Un precio que humilla a la competencia
El Maextro S800 cuesta entre 708.000 y 1.018.000 yuanes, o lo que es lo mismo, entre unos 91.000 y 130.000 euros al cambio actual. Para situarte, un Mercedes-Benz Clase S de gama media en China cuesta alrededor de 1,2 millones de yuanes, un Maybach S680 supera los 2,8 millones de yuanes, y un Bentley Flying Spur arranca por encima de 2,5 millones. Es decir, el S800 ofrece tecnología y materiales que están al nivel de los modelos más caros de Mercedes y Bentley, a un precio que es la mitad o incluso un tercio. Y eso explica gran parte del éxito comercial.
JAC ha confirmado que en junio de 2026 lanzará una variante todavía más cara, llamada S800 Ultimate, con un precio entre 1,5 y 2 millones de yuanes (entre 195.000 y 260.000 euros). Será la primera vez que una marca china llegue a ese rango de precio en una berlina de producción.
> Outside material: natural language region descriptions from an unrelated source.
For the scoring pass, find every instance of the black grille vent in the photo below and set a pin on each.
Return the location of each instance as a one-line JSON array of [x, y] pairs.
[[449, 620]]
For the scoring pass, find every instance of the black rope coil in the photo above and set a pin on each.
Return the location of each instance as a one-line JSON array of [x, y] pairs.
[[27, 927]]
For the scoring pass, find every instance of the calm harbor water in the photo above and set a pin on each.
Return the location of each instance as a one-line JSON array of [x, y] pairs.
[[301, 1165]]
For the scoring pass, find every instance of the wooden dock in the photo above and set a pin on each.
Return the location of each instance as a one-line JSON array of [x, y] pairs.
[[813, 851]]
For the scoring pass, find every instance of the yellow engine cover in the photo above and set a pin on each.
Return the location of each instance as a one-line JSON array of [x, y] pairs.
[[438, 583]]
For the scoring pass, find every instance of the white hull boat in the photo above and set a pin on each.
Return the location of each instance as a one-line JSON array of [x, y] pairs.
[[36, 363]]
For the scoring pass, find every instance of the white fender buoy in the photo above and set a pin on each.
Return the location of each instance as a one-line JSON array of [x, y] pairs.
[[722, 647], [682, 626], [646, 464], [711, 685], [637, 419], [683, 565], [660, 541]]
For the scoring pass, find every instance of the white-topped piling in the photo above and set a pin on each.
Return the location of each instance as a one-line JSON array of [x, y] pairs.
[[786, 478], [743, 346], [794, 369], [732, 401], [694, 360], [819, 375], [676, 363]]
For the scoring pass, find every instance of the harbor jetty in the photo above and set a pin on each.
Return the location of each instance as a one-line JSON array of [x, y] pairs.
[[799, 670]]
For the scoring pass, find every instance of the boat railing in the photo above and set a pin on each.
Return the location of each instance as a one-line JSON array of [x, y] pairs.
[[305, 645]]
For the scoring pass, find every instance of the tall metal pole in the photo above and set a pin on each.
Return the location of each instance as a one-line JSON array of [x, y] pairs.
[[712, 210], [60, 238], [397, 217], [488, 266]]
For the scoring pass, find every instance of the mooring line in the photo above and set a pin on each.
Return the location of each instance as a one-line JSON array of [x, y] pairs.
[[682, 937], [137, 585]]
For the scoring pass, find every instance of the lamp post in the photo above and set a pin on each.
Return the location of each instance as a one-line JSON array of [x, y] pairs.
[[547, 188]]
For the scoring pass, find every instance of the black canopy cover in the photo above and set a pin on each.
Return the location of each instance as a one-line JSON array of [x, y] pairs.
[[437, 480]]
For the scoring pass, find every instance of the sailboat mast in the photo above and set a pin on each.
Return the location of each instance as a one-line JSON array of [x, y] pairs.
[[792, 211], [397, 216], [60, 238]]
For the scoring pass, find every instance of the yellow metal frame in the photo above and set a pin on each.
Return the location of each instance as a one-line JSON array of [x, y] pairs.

Mi conclusión: la primera vez que un fabricante chino me convence en el segmento del ultra-lujo
Llevo más de diez años escribiendo sobre coches y, sinceramente, hasta ahora todo lo que había visto de las marcas chinas en el segmento del ultra-lujo me parecía una imitación más o menos lograda de lo que hacían los alemanes -no tanto lo que hacen a día de hoy-. El Hongqi H9, el Nio ET9, los grandes berlinas de Zeekr, todo está bien hecho, pero ninguno me había transmitido la sensación de «esto cambia las reglas del juego». El Maextro S800 sí lo ha conseguido. Hay un trabajo de detalle que se nota al tocar los materiales, una integración de la tecnología que se siente natural y no añadida, y unos números comerciales que demuestran que esto no es un escaparate de marketing, es un producto que la gente con dinero está comprando masivamente.
Era mi primer Salón de Pekín y me he encontrado con una marca, Maextro, que ocupa uno de los stands más impactantes del recinto y que se ha convertido en la berlina de lujo más vendida de China en cuestión de meses. Si JAC y Huawei consiguen mantener este ritmo, el siguiente paso lógico es Europa, y entonces sí que tendremos un problema serio en Stuttgart, en Múnich y en Crewe. Yo, mientras tanto, salí del stand pensando que acababa de ver el coche más interesante de todo el Salón de Pekín 2026. Y es chino. Y mete miedo.